Я обедал и ужинал всегда в своей комнате. Кушанье мне приносил Филипп, и сходство его с женским портретом на стене положительно преследовало меня. Временами я не видел этого сходства, его как будто не было, но вдруг один какой-нибудь оборот или мимолетное выражение на его лице, — и это сходство, точно призрак, кидалось мне в глаза. Особенно ярко проявлялось это сходство в те минуты, когда Филипп бывал зол или не в духе. Он несомненно был расположен ко мне и гордился тем, что я уделял ему некоторое внимание, которое он часто старался возбудить бесхитростными, чисто детскими выходками и приемами. Он любил подолгу сидеть подле меня перед моим камином, бессвязно по-детски болтая или распевая свои странные бесконечные песни без слов, а иногда ласково гладил рукой мое платье, точно женщина, желающая приласкать любимого человека, и эта его странная манера всегда почему-то вызывала во мне чувство неловкости и смущения, которых я потом очень стыдился. Но, несмотря на все это, он был способен иногда к почти беспричинным вспышкам гнева и приступам мрачного настроения, нередко даже прямо злобного. Так, например, при одном моем слове замечания, сделанного ему, он схватил блюдо и вывалил на пол весь мой ужин, и сделал он это не по неловкости и не нечаянно, а преднамеренно, с вызывающим видом; точно так же при малейшем намеке на какой-нибудь вопрос с моей стороны он моментально ощетинивался, если можно так выразиться. Я вовсе не был непомерно любопытен, в особенности если принять во внимание, что я находился в совершенно необычайной обстановке и среди в высшей степени странных людей, но стоило мне только заикнуться о чем-нибудь, касающемся этого дома или его обитателей, стоило только произнести слово, похожее на вопрос, как он тотчас же как будто свертывался в клубок, точно еж, настораживался и начинал глядеть зверем. Через минуту это у него проходило, но в эти моменты неотесанный, грубоватый деревенский парень до того походил на ту прекрасную знатную даму, что смотрела на него и на меня из своей почерневшей местами золотой рамы, что его можно было бы принять за ее брата. Однако эти моменты быстро проходили, и вместе с ними проходило и сходство.

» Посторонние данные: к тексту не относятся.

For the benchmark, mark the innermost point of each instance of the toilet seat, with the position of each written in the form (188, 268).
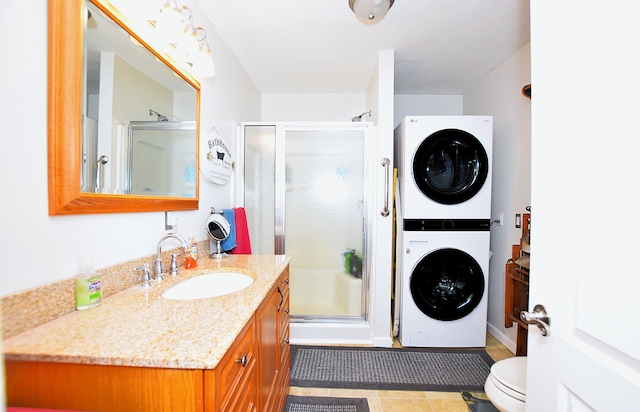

В первые дни моего пребывания в резиденции я не видел никого, кроме Филиппа, если только не считать портрета на стене моей комнаты. Так как мальчик этот был, несомненно, невысоких умственных способностей и, кроме того, очень вспыльчивый и раздражительный, то можно было удивляться, что меня заставляло терпеть и выносить подле себя его неинтересное и даже опасное общество. Действительно, первое время он надоедал мне и даже иногда раздражал меня, но вскоре я приобрел над ним такую власть, что мог быть совершенно спокоен по отношению к нему.